Porat’s continuous pursuit is associated with his unsteady, difficult and diverse childhood, his search for Jewish and Israeli identity, his assimilation of past events and family history, as well as of Israeli present and society and his place in them. His standing within several artistic branches – painting, literature, music, and photography – allows him to assemble the special of each, creating a unity of contradictions.
The Kafkaesque figure in Jacob Porat’s series of Kafka paintings stands opposite the closed gate, waiting for it to open. Made of ornate iron or arched stone at the entry to a house or wall, the gate is concrete, realistic, and traceable to specific buildings in Prague. The Kafkaesque figure is part of the gate, swallowed into it, protruding from it or entangled in its twists. However, it is also the metaphorical gate found inside any person as well as in one’s relations with other people and the world. This is a gate, which at the same time blocks the road and a personal gate designated only for the person standing opposite it.
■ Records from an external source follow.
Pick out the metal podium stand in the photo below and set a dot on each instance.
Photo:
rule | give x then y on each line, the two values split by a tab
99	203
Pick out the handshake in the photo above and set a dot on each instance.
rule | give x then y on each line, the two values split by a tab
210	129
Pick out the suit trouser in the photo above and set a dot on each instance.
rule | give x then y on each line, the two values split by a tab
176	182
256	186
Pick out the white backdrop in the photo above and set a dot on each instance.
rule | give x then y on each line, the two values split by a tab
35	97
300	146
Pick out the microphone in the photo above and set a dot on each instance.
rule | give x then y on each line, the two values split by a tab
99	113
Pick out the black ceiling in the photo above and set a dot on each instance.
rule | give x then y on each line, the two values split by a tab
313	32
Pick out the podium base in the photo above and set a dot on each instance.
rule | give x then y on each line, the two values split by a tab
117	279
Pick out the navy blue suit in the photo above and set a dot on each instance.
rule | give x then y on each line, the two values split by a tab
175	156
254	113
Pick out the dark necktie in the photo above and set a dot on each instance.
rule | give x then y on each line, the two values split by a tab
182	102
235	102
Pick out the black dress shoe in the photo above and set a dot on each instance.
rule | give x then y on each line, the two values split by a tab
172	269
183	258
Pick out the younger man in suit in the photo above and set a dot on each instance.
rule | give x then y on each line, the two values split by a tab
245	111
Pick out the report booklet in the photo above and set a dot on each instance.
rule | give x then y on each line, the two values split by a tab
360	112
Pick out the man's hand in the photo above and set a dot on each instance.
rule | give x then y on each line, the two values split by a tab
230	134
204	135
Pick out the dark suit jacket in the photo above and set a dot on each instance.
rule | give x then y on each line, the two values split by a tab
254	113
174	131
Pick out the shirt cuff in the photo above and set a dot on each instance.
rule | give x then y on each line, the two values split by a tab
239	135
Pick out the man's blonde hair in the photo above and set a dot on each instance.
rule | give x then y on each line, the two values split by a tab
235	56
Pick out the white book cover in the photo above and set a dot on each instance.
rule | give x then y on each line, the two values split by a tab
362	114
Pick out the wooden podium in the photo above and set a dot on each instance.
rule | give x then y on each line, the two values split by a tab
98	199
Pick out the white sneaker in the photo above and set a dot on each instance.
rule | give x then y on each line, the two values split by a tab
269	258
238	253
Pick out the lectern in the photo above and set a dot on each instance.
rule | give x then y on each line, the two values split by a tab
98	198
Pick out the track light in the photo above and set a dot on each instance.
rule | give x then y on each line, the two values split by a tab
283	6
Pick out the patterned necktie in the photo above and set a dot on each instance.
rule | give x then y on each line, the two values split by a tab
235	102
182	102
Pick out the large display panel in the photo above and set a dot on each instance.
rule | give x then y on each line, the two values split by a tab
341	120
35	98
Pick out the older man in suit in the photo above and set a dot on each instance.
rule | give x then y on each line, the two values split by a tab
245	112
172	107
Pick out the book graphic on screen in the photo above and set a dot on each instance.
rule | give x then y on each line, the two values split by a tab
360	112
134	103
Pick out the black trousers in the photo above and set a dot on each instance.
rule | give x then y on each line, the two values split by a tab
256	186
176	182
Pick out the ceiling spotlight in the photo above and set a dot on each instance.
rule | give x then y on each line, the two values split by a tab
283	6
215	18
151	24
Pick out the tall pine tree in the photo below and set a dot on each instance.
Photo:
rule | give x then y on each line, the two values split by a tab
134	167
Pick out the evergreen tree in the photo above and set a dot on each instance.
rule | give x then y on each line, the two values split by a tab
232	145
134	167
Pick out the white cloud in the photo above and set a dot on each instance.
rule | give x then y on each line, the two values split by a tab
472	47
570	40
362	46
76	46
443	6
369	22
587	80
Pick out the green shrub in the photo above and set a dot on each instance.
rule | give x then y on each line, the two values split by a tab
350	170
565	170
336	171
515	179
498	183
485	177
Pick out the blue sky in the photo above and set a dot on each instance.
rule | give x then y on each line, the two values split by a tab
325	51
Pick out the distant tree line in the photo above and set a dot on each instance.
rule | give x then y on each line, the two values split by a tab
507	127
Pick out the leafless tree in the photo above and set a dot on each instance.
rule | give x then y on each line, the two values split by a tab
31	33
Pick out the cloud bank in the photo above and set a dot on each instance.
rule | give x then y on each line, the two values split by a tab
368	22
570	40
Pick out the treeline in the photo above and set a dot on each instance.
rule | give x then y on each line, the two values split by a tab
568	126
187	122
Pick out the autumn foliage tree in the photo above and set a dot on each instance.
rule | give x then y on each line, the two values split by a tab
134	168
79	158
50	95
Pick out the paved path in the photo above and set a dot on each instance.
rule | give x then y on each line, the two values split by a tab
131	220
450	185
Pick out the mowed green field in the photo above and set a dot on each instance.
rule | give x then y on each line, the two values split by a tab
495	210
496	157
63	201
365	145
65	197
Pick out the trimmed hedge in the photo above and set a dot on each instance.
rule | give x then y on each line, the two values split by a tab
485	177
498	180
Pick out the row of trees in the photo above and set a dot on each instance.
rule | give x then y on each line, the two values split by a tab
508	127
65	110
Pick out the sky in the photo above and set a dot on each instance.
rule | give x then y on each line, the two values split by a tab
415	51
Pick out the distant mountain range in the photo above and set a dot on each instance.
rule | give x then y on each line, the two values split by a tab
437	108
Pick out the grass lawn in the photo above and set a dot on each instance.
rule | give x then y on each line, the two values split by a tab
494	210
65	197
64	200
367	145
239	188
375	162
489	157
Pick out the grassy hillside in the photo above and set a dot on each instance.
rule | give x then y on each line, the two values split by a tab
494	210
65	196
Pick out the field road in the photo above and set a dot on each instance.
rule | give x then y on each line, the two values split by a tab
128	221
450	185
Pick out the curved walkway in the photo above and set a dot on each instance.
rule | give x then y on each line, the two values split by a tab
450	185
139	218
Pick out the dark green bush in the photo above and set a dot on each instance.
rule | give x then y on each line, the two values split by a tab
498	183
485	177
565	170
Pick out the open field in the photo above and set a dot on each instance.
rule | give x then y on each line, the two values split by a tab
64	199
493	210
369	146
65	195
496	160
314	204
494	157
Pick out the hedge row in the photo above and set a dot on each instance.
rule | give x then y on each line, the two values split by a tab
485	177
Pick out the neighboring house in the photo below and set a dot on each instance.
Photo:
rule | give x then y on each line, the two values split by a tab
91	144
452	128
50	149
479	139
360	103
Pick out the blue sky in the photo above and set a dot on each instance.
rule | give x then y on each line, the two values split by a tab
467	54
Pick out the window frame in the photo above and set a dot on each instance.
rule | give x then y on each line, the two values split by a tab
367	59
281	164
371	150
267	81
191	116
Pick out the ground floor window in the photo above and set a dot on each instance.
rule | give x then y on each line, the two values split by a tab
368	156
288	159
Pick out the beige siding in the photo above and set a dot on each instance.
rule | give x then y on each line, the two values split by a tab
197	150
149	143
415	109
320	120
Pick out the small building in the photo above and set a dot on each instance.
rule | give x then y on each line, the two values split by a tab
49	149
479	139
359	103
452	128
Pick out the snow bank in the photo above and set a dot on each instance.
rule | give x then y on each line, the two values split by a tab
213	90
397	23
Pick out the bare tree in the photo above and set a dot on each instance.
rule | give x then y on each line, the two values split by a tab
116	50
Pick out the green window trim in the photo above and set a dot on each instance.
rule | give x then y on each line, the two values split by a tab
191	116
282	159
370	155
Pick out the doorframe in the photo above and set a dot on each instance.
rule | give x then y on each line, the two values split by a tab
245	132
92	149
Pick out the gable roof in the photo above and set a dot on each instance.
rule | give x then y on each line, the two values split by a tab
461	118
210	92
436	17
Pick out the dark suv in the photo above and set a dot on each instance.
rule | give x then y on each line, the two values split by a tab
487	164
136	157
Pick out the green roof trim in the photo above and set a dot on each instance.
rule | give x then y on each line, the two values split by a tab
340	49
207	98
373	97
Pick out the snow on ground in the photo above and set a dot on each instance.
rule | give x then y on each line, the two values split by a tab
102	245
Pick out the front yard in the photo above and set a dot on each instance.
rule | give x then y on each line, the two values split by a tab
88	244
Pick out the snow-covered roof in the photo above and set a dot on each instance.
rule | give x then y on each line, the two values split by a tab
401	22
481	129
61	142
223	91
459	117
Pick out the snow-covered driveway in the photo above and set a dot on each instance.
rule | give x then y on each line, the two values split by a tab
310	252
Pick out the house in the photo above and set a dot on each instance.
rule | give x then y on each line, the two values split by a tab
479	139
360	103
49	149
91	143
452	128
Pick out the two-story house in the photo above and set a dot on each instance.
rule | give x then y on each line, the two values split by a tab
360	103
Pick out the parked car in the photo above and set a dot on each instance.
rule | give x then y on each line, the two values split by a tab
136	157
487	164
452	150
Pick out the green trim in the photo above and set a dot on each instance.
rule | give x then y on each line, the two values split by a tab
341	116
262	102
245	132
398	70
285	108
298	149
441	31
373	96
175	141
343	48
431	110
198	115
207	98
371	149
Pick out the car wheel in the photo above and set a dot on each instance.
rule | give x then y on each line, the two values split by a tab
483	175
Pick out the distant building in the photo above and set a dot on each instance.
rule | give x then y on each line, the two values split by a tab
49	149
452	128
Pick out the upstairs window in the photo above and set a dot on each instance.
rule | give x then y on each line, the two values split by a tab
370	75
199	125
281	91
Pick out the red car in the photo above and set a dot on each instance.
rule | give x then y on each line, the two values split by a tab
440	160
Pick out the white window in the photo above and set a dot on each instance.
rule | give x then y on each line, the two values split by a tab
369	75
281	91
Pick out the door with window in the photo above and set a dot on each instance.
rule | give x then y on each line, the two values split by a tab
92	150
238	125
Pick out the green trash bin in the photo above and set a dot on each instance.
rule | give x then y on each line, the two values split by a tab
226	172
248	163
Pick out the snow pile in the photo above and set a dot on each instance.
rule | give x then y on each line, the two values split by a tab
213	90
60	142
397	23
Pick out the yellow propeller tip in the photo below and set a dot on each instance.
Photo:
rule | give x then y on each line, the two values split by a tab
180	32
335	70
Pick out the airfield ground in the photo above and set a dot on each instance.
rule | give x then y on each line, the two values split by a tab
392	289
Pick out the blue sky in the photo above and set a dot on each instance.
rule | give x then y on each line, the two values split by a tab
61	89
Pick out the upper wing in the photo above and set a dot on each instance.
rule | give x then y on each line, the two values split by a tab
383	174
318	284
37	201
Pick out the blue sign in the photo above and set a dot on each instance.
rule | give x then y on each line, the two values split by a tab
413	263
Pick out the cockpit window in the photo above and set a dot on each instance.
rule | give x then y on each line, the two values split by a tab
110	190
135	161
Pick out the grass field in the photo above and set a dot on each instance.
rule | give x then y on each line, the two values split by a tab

The tall and thin Kafkaesque figure is placed in a huge church space, hovering against colorful vitrage, always conflicting with authority: the Father-God. Yet another extension of the figure is positioned in the space inside a fence-cage, like a culprit in court. This is a conflict between Judaism and Christianity, between man and superior forces that turn a deaf ear, between man and the law enforcing authorities. This conflict is open to additional conflicts and interpretations, which the paintings offer their viewers.
The paintings are a splendid aesthetic expression of a world of nightmares, of frightful dreams becoming concrete, of the encounter between madness and nightmare and the logical, sane, and clear. They manifest art’s exclusive ability to unify conflicts and contradictions, to express lunacy by aesthetic means, and to concurrently depict contradictory situations: terror and beauty, colorful loneliness, styled nightmare, terrestrial hovering, and life growing out of death.
This exhibition is yet another brick in the glorious buildings of paintings inspired by literature and juxtaposing these two realms of art. It is an interpretive, principle confrontation between the worlds of literature and painting, and between the worlds of Kafka and Jacob Porat. However, more than anything else, it is a confrontation with the world of the readers-viewers – their way of deciphering Kafka's works on the background of Prague and their comprehension of Kafka paintings by Jacob Porat.
* From Prof. Nurit Govrin’s address at the opening of “Conversations with Kafka” painting exhibition, Nora Gallery, Jerusalem, 12.5.2001.